2011 Fiscal Year Annual Research Report
Project/Area Number |
10J06613
|
Research Institution | The Graduate University for Advanced Studies |
Principal Investigator |
野口 尚子 (入江 尚子) 総合研究大学院大学, 先導科学研究科, 特別研究員(PD)
|
Keywords | 数量認知システム / アジアゾウ / タッチパネル |
Research Abstract |
【研究の具体的内容】 上野動物園においてタッチパネルを用いた実験を実施した。6月より3頭のゾウでトレーニングを行なったところ、うち1頭がタッチパネル装置の操作方法を習得したため、そのゾウで実験を行なった。実験内容は、画面に異なる数のアイテムが描かれた2つの図を提示し、アイテム数(0~10)が多い図を選択するという相対的数量判断課題を行なった。その結果、ゾウの弁別成績は提示されたアイテム数の差や総量の影響を受けないことが示された。他の動物種の弁別成績はこれら2要因の影響を受けることが知られており、ゾウの数量認知メカニズムが他の動物種と異なる可能性が示唆された。
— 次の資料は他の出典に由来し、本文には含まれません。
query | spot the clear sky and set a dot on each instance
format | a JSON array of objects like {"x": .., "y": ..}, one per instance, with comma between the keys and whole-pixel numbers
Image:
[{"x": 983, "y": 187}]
さらに、ゾウの回答時間を測定したところ、アイテム数の差が小さい課題ほど回答するのに長い時間がかかることが示された。このことは、ゾウの数量認知システムがヒトのものと類似する可能性を示唆する。 【研究の重要性と意義】 本研究により、アジアゾウが他種と異なる数量認知システムを進化させてきた可能性が示唆された。このような動物種はヒトを除いてまだ報告されていない。今後、ゾウの実験結果とヒトの結果を比較検討することで、ヒトの数量認知システムがどのように進化してきたのかを解明することができると考えている。 また、ゾウで使用できるタッチパネル装置の開発により、今後、ゾウや他の大型哺乳類を対象とした認知実験が可能となり、霊長類以外の動物の認知研究に大きく貢献できる。
|
Current Status of Research Progress |
Current Status of Research Progress
2: Research has progressed on the whole more than it was originally planned.
Reason
タッチパネルの開発など、準備に予想以上の時間がかかってしまったが、実験実施およびデータ収集については想定していた期限内に終えることができた。
|
Strategy for Future Research Activity |
これまでの実験結果をまとめ、早急に論文の投稿を目指す。また、動物園(研究実施機関)と相談し、タッチパネルを用いた追試実験の実施を検討する。